War on Obesity – Dead or Alive

WTF are you doingI’ve written before in this blog about how the War on Obesity is conducted in a way that lets us know that they want us thin or dead and they don’t much care which.  One of my many concerns with the horrific new US President is that he has promised to repeal the Affordable Care Act (also known as Obamacare)

This is a big deal because before the ACA was passed, insurance companies were allowed to deny insurance to fat people.  I went fourteen years without insurance because insurance companies were allowed to consider my body size a “pre-existing condition” and deny me insurance in a country where medical care costs are predatory, profit-driven, and expensive far beyond all reason.

This is significant because those who don’t have insurance are often charged up to ten times the amount for the same procedure or medication as the insurance companies are charged (In this instance a two-day hospital stay would have been over $21,000 for a person without insurance, but the insurance company pays just over $2,000 for the exact same service.  A good friend of mine is on a medication for which he has a co-pay of $6 and his insurance pays another $68 for a 30 day supply.  Without insurance the same medication is $1,200.)

Some fat people in the UK are facing this situation in the face of funding shortages. Vale of York Clinical Commissioning Group (CCG) has decided that patients with a body mass index (BMI) of 30 or above will be barred from most surgery for up to a year.

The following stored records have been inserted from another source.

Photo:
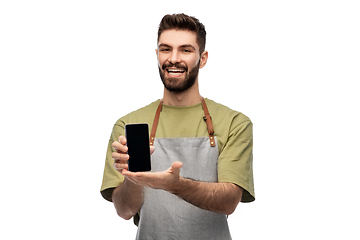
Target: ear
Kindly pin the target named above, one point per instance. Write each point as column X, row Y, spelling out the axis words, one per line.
column 203, row 59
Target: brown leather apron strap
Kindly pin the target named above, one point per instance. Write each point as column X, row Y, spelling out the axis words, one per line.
column 155, row 123
column 209, row 124
column 207, row 118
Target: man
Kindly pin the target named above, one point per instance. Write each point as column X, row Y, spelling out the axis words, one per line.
column 201, row 165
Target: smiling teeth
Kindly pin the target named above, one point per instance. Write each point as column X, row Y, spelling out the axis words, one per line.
column 175, row 70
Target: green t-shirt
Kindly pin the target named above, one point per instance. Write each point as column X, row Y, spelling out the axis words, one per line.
column 233, row 131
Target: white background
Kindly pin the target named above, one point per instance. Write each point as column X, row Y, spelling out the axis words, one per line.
column 68, row 70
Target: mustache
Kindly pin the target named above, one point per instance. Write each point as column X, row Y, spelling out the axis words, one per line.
column 177, row 65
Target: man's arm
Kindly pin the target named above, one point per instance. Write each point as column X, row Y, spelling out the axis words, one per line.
column 217, row 197
column 128, row 199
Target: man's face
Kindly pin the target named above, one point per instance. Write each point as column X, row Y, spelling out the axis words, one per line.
column 179, row 59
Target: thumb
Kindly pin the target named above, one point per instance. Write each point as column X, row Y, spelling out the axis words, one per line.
column 175, row 167
column 152, row 149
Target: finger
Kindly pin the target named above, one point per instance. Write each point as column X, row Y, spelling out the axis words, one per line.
column 120, row 167
column 122, row 140
column 152, row 149
column 175, row 167
column 119, row 147
column 120, row 157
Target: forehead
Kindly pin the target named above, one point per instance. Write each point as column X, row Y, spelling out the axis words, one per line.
column 176, row 38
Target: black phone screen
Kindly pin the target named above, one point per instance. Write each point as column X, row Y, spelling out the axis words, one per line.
column 138, row 144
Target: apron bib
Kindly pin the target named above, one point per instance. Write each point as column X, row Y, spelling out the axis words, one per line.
column 165, row 216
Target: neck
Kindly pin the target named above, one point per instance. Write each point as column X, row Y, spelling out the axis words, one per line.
column 186, row 98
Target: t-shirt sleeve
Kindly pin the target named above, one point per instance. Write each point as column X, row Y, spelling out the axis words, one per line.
column 111, row 177
column 235, row 163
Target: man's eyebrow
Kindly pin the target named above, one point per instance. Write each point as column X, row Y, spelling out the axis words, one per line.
column 182, row 46
column 164, row 45
column 187, row 45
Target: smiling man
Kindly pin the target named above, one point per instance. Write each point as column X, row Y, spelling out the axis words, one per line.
column 201, row 164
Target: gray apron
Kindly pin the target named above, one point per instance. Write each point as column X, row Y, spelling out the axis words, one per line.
column 165, row 216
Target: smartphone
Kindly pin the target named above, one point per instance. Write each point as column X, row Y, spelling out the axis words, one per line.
column 138, row 144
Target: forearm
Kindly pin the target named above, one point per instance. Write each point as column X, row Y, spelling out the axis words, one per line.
column 128, row 199
column 216, row 197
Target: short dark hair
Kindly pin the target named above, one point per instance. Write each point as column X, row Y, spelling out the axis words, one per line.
column 184, row 22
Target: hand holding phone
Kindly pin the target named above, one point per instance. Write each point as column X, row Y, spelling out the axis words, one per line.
column 138, row 144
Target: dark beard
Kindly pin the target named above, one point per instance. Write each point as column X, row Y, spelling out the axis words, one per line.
column 172, row 84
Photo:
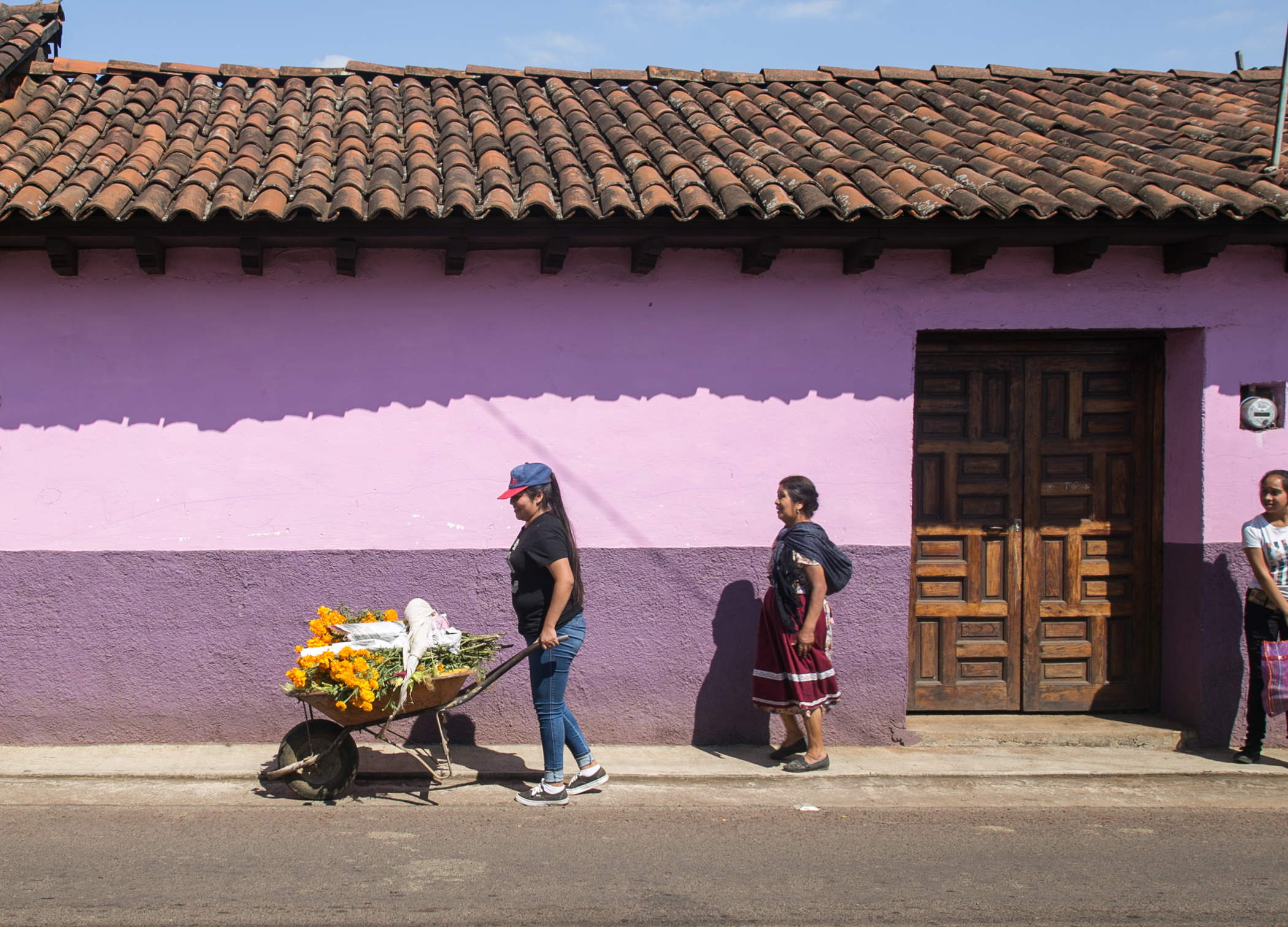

Let’s be clear, they are not suggesting that the surgeries are less necessary for fat people, and they are not suggesting that waiting a year will be good for these populations. They are simply saying that they’ve decided that, in order to save money, if your weight in pounds times 703, divided by your height in inches squared, is greater than 30, you are less deserving of routine medical care. 

Don’t fool yourself, this isn’t about health, or “healthy behaviors” by any definition – this is about money, and it’s about the people in charge deciding whose blatant oppression the general citizenry will tolerate. Years of campaigns suggesting that it’s fine for people to stereotype fat people and blame us for their problems have led to a situation where people are comfortable with us being denied the same medical care that they receive.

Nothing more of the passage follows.